Poissons, herbiers de Posidonie, grandes nacres…: le point sur 6 suivis scientifiques menés dans les aires marines protégées de Monaco

On l’a dit, l’objectif ultime d’une aire marine protégée (AMP) est de préserver son écosystème de la pression anthropique. Et pour en mesurer les effets, rien de plus efficace qu’un suivi scientifique à long terme et des travaux de recherche innovants. On vous détaille.

Les grandes nacres

Depuis 2016, cette espèce endémique de la Méditerranée a été quasiment entièrement décimée par un protozoaire parasite. « Il est arrivé en 2018 à Monaco, par l’Espagne. On recensait alors 600 grandes nacres dans les herbiers de Posidonie du Larvotto. Il n’en reste aucune », déplore Camille Devissi, chargée de projet à l’AMPN. Chaque année, le Dr Jean de Vaugelas fait appel à des plongeurs bénévoles pour ratisser l’herbier à la recherche d’individus survivants. Sans succès jusqu’à présent.
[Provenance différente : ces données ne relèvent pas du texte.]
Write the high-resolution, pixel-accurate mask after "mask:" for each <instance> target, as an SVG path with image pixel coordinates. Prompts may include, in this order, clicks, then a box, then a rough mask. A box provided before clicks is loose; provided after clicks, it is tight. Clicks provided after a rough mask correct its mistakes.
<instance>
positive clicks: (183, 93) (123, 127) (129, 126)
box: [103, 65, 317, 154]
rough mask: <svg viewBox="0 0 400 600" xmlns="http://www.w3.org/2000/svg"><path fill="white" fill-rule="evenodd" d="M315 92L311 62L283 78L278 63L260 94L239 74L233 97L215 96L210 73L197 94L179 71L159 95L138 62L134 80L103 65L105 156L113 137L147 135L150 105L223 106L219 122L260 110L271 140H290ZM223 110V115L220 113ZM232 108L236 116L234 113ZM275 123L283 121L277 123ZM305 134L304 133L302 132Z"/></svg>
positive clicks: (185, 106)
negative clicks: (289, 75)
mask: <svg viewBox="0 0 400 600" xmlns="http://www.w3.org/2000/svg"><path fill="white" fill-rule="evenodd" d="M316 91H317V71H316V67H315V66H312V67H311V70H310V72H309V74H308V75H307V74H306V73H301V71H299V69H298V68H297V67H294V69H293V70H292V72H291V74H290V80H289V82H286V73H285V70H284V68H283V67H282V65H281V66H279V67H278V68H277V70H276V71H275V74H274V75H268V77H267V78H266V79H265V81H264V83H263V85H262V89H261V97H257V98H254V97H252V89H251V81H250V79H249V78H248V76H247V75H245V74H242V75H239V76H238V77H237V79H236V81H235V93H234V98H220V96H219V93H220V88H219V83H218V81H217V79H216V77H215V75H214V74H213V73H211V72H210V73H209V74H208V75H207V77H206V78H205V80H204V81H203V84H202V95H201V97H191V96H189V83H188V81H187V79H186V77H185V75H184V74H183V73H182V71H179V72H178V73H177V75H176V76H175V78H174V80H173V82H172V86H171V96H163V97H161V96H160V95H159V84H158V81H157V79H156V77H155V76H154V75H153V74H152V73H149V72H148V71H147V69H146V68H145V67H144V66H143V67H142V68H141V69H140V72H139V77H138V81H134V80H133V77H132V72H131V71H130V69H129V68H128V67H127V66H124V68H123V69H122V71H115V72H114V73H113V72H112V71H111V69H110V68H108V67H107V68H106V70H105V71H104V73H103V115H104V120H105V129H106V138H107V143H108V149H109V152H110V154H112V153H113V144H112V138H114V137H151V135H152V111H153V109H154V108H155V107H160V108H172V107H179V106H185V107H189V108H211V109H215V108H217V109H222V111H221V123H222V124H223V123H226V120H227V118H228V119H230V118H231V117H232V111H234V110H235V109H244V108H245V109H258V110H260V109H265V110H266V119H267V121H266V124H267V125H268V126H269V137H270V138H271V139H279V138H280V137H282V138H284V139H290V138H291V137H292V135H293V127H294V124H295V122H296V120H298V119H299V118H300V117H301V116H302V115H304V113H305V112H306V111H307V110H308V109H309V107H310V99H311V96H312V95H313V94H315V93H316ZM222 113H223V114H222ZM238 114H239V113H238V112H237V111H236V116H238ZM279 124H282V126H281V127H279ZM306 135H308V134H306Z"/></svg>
La prochaine recherche aura lieu ce samedi.

Les herbiers de Posidonie

Poumon de la Méditerranée, les herbiers de Posidonie recouvrent plus d’un tiers de la surface de l’aire marine protégée du Larvotto (14 sur 33 hectares) et sont suivis depuis sa création en 1976. Depuis 2016, l’AMPN et le Dr Heike Molenaar, spécialiste de cette espèce, s’appuient sur des bénévoles pour apprendre à compter les faisceaux de l’herbier afin d’en déterminer la densité et connaître son état de santé.

Les mérous et corbs

Jadis menacées par la surpêche en Méditerranée, ces deux espèces emblématiques sont protégées depuis 1993 en France et à Monaco. Un suivi biannuel, en juin et septembre, est mené pour recenser les populations en comparaison de sites non protégés en France. « Dans la réserve du Larvotto, on trouve beaucoup de mérous mais aussi au pied du Musée océanographique qui est une zone non protégée exceptionnelle. Les fonds y sont plus profonds et les cavités plus grosses », explique le Dr Eugenio Di Franco, chargé de mission à l’AMPN.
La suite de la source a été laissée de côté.